Step 1:  Speedread woodworking book to become instant woodwork guru.

The term small means different things to different people.  But, in this case, it means I’m saying something with – as they say – my tongue in my cheek.   Recently, I decided that the skill saw in my possession (as nice as it is) – was not up to the approaching cabinet project that I find on the honey-do list.

I looked at saws, and found that most were of the 1 inch tube fold-up frame variety.  This seemed to be a little less “solid” than what I told myself would be the ideal firmness for a table saw.  So, I went a little overboard in the opposite way of thinking – and purchased a contractor saw made by Delta Power Equipment company.  Cost-wise, it was only a little more than the fold-up jobs, which was surprising.

Step 2: Morning of delivery – early coffee – watching frosted window.

The particular Delta model I purchased was quite heavy, so I let the truck deliver it to my temporary assembly site / work area.

Step 3:  Clean a spot for the saw to land on.

So, I cleaned a spot on the floor, and waited for the magic hour.  It was an early afternoon delivery, which I would find to be fortuitous.

Step 4:  Jump for excitement after the delivery is made.  Whew -hoo!

Every retirement-aged boy needs to do this when the new table saw arrives.  It’s normal.

Step 5:  Gulp when I notice weight printed on the side of the box.

I did say it was heavy.  But, fortunately, it was packed very well, and all the pieces and parts were securely tucked inside of the box.  I pulled some small parts out of the box, and then removed the topside styrofoam packing piece.

Step 6: Start the unpacking

Below the topside packing foam I found an assortment of things, including the large tubular frame in two sections, the deck top and motor housing, the T-Square, the side rails, handles, wheels, blade guard parts and pieces, and other things.  The tubular steel of the base frame is all of two and a half inches wide, if not more.

Step 7: Read the assembly instructions

I found a “quick assembly” guide in the box.  Those are always a treat to find, and my main go-to assembly procedure.  I guess quick is a relative term.   Between reading the guide, adjusting my video camera for the unboxing video, and being generally non-speedy about the whole affair, i managed to steal about five hours from old man time in order to have the finished result, shown in Step 8.

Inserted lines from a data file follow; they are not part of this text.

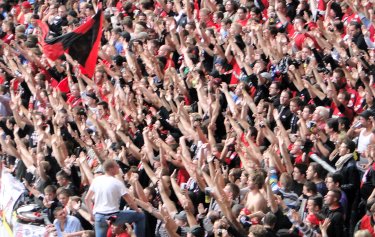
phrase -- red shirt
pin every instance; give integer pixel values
(343, 111)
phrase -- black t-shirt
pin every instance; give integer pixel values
(297, 188)
(282, 222)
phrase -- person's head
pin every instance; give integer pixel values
(150, 193)
(281, 7)
(164, 51)
(103, 109)
(297, 147)
(50, 192)
(309, 189)
(299, 23)
(285, 97)
(62, 11)
(270, 220)
(286, 182)
(232, 191)
(218, 17)
(343, 97)
(257, 231)
(111, 167)
(333, 181)
(60, 213)
(230, 6)
(332, 198)
(354, 28)
(315, 171)
(295, 104)
(320, 114)
(346, 147)
(88, 233)
(234, 175)
(256, 181)
(299, 172)
(314, 204)
(181, 219)
(236, 29)
(63, 196)
(26, 7)
(241, 13)
(332, 126)
(362, 233)
(274, 88)
(364, 118)
(255, 14)
(62, 178)
(7, 26)
(204, 14)
(226, 23)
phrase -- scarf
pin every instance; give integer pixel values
(342, 160)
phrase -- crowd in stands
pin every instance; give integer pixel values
(203, 118)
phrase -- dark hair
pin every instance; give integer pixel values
(270, 219)
(356, 24)
(336, 177)
(219, 14)
(336, 194)
(62, 174)
(50, 189)
(334, 124)
(344, 121)
(302, 168)
(318, 201)
(234, 189)
(310, 186)
(243, 8)
(349, 144)
(297, 100)
(257, 178)
(318, 169)
(57, 209)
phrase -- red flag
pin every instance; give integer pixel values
(82, 43)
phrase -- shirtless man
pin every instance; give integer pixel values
(255, 200)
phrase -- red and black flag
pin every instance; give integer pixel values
(82, 43)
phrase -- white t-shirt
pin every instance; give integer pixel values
(107, 194)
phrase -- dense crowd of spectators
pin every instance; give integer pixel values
(209, 118)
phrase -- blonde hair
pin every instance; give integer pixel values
(362, 233)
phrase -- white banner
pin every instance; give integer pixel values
(24, 230)
(10, 190)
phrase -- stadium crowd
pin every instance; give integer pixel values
(203, 118)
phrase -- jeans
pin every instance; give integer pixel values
(128, 216)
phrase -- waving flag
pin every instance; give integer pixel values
(82, 43)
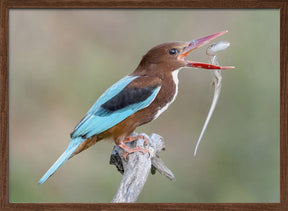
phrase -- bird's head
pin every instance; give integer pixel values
(171, 55)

Probably, I could do the assembly in two or three hours the next time, but I’m not thinking that’ll ever be necessary.  The spin-crank on the blade height and tilt controls works nice and smoothly:

Step 8:  Finished saw is awesome!

I was impressed by the solid feel of the rubber wheels, and the saw moves around quite well on them.  Of course there is a lock-down that stabilizes the table for actual usage.  Everything lined up well, there were no bent pieces, and the supplied setup feeler gauges said my installation was up-to-snuff.